Le matin même, «il y avait toutes les familles et les badauds qui s’accumulaient aux abords du puits», raconte-t-il. «Il y avait des équipes de sauvetage qui se relayaient, et des équipes d’astreinte logistique pour remettre en place des engins, des appareils qui ont été détruits par l’explosion», explique-t-il.
Les sauveteurs sont intervenus «dans un cul-de-sac plein de fumée, en absence totale d’oxygène. Ils avaient des appareils respiratoires pour pouvoir accéder, chercher les corps. Et au bout de quelques jours, on a rétabli une ventilation, pour donner accès aux sauveteurs, puis aux experts» pour comprendre les circonstances de l’accident.
«Le grisou, c’est un danger incolore»
Sur les 22 mineurs décédés, la moitié avaient moins de 25 ans. Et les restants se sentaient unanimement «touchés, meurtris», se souvient-il encore.
Si Bernard Starck travaillait majoritairement dans l’aile est et que l’accident s’est produit à l’opposé, il connaissait «toutes les victimes, de vue. On se croisait» au quotidien, se remémore-t-il.
Et d’une manière générale, tous les mineurs partageaient la crainte du coup de grisou. «Le grisou, c’est un danger inodore et incolore. On sait qu’il peut être partout, mais ça ne se détecte qu’avec des appareils.»
«Bien sûr, on connaissait tous les dangers, mais personne ne s’attendait» à cette catastrophe, a-t-il poursuivi. «On se dit toujours que ça n’arrive qu’ailleurs…»
Un coup de poussière a suivi le coup de grisou.
Le chantier n’a repris que «six ou sept mois après», tandis que les mineurs étaient informés, «après coup, au fur et à mesure par notre hiérarchie» des circonstances de l’accident. «Au début, tout le monde connaît la cause (le coup de grisou), mais pas le pourquoi», résume Bernard Starck.
L’origine de l’explosion n’a jamais pu être établie avec certitude.
Un procès en 1992
Mardi, le préfet de la Moselle a rendu hommage aux victimes devant une stèle érigée à Forbach, en présence de plusieurs dizaines de personnes. Une messe a été célébrée.
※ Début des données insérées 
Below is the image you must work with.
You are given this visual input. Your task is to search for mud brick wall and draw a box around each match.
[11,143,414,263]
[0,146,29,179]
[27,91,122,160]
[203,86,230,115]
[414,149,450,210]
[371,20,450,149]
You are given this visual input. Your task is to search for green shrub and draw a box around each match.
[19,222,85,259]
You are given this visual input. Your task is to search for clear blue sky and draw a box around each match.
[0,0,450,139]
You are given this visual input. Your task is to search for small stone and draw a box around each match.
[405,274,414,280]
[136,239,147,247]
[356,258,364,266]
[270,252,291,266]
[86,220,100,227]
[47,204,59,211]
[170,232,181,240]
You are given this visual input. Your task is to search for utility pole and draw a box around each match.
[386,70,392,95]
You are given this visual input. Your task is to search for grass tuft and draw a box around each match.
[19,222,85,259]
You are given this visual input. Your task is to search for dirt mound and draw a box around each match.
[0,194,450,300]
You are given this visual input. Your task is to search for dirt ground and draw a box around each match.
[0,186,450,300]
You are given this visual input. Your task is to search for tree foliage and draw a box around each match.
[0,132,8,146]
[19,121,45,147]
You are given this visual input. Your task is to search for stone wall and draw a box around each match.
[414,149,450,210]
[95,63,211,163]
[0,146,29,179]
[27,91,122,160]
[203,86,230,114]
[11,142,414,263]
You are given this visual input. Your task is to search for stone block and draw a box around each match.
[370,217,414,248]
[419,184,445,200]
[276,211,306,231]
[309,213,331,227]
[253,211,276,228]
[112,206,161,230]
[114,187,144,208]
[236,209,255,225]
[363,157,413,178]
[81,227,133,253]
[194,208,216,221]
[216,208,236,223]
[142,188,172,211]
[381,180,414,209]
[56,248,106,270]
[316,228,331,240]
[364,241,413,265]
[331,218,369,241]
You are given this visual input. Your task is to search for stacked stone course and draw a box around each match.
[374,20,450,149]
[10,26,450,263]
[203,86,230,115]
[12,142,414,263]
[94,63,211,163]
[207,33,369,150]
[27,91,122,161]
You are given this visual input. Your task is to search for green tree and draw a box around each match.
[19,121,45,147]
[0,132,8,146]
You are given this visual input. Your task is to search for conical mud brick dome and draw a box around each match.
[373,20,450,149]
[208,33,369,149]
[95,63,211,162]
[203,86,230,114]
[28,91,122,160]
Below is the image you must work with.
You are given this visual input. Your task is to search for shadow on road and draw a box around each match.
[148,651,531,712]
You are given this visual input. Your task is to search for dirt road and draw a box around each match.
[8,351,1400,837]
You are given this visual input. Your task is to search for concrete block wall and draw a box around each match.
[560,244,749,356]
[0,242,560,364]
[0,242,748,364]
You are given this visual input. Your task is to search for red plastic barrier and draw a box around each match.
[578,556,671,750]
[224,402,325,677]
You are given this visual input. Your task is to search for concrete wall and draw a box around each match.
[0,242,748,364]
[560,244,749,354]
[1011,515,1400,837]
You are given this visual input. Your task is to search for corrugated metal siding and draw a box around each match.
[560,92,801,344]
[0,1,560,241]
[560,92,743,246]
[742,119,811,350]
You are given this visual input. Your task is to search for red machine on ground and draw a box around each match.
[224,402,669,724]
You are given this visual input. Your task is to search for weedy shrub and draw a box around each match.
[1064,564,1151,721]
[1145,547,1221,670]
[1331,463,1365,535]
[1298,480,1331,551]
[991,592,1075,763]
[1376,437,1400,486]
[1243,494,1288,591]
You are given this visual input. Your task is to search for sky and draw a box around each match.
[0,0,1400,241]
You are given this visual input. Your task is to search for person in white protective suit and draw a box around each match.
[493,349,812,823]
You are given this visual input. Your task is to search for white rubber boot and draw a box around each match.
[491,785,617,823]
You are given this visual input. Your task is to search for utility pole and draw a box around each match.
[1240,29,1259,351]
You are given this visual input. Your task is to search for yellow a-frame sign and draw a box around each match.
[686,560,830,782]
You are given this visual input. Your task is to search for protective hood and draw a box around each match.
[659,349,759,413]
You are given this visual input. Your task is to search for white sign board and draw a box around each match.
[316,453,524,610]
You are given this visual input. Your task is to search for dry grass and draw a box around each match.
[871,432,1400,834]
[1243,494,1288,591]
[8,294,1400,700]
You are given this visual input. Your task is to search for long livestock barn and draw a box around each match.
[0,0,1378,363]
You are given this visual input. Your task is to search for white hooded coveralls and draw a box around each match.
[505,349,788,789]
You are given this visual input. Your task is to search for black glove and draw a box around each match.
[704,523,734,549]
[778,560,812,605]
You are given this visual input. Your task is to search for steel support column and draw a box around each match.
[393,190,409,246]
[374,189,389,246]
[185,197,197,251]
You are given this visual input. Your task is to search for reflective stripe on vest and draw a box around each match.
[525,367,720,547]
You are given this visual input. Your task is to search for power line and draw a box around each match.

«Ici en Moselle, la mine n’était pas seulement une industrie, elle était une culture, une fierté, une grande famille. Diverses origines, diverses générations réunies pour construire un avenir commun», a déclaré le préfet.
Cette commémoration, Bernard Starck confie y assister chaque année. Un moyen de ne pas oublier ses camarades, et de retrouver des connaissances de la mine. «On était solidaires», assure-t-il.
«Il y avait aussi des divergences d’opinions comme partout. Mais avec le travail au fond, la pénibilité, les risques», elles s’effaçaient.
Au lendemain du drame, la sécurité au fond de la mine a été mise en cause. Lors d’un procès en 1992, le chef de siège du puits Simon et son adjoint ont été condamnés à des peines de prison avec sursis tandis que l’exploitant, les Houillères du bassin de Lorraine (HBL), a été déclaré civilement responsable de la catastrophe.
L’extraction du charbon en France était alors déjà en déclin. En 1990, elle avait cessé dans le Nord-Pas-de-Calais, et en 1997 le puits Simon fermait définitivement.
Bernard Starck a, comme d’autres de ses collègues, terminé sa carrière au puits de la Houve, à Creutzwald, non loin de là.
La plus grande catastrophe minière d’après-guerre en France, à Liévin dans le Pas-de-Calais, avait fait 42 morts en décembre 1974.